The words hung there, as each of them understood the unspoken completion of the thought—that having met Ethah, Rebekah chose to believe in Abraham.

 

“So this is the woman who wants to be the bride of my grandson! A girl who insults her betters to their faces!”

 

“But I do not want to be the bride of your grandson,” said Rebekah. “Nor has anyone asked me to be his bride.”

 

“Don’t pretend to be such a fool as not to know why we are here!” cried the old woman.

 

That was when Akyas finally spoke. Or, rather, laughed—a low throaty chuckle that silenced everyone until she reached over and patted Rebekah on the knee. The touch chilled her. So did the laugh.

 

“Let us share in the jest,” said “Mother.”

 

“Of course Rebekah knows,” said Akyas. “She is acting this way because she wants us to hate her. If we take an ill report to Ezbaal, and he withdraws his offer, then she never has to have an argument with her father over the question of marriage.”

 

“Do you mean this girl has already made up her mind not to marry my grandson, without even having met him?”

 

“Ezbaal is twice her age,” said Akyas. “Even though
we
understand his worth as a husband, who could expect a child of this age to know what a husband looks like?
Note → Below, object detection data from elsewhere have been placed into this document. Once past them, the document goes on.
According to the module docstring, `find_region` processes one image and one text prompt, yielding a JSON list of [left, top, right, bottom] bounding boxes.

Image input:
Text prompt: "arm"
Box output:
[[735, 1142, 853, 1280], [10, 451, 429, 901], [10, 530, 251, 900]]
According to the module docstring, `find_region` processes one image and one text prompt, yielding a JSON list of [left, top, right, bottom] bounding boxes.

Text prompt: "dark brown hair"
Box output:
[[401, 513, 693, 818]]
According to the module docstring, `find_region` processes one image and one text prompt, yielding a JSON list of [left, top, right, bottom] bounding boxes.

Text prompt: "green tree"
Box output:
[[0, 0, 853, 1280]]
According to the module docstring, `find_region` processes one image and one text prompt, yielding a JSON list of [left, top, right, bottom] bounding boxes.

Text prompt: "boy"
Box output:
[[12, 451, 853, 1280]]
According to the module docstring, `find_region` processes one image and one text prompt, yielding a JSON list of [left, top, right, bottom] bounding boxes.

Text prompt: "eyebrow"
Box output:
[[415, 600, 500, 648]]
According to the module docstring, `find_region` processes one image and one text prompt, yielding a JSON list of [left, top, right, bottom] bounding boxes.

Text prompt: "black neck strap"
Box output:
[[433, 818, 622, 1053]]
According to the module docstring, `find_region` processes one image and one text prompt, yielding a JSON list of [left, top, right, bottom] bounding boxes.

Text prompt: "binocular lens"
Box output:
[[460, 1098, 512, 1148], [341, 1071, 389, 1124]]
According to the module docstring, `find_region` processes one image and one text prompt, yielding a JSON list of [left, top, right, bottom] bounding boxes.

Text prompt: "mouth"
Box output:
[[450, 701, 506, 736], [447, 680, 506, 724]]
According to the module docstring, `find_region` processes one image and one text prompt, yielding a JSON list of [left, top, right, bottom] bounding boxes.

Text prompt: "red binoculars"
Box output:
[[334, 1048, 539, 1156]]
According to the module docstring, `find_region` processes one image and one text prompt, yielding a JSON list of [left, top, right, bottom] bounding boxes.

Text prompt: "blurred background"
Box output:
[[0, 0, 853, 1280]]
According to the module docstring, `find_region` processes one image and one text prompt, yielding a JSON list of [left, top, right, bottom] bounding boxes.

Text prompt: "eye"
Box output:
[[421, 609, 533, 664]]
She dreams of dashing young boys. Probably she already has her eye on some completely unsuitable shepherd. Girls this age always do.”

 

Rebekah almost spoke out angrily to deny this, but realized in time that, just as she had been playing a game with them, Akyas was playing a game with her. So she said nothing and did her best to keep her face a blank.

 

“See?” said Akyas. “She has control of herself—she wants to answer, but says nothing.”

 

“I think you’re putting too good a face on her,” said the grandmother. “You’re so eager for this match that you can’t possibly see anything but virtue in the girl.”

 

“But I’m not eager for the match,” said Akyas. “If it happens, so be it, I’ll join in the rejoicing. But I know something of unhappy marriages. Why should I wish such a thing on either my brother Ezbaal or this girl?”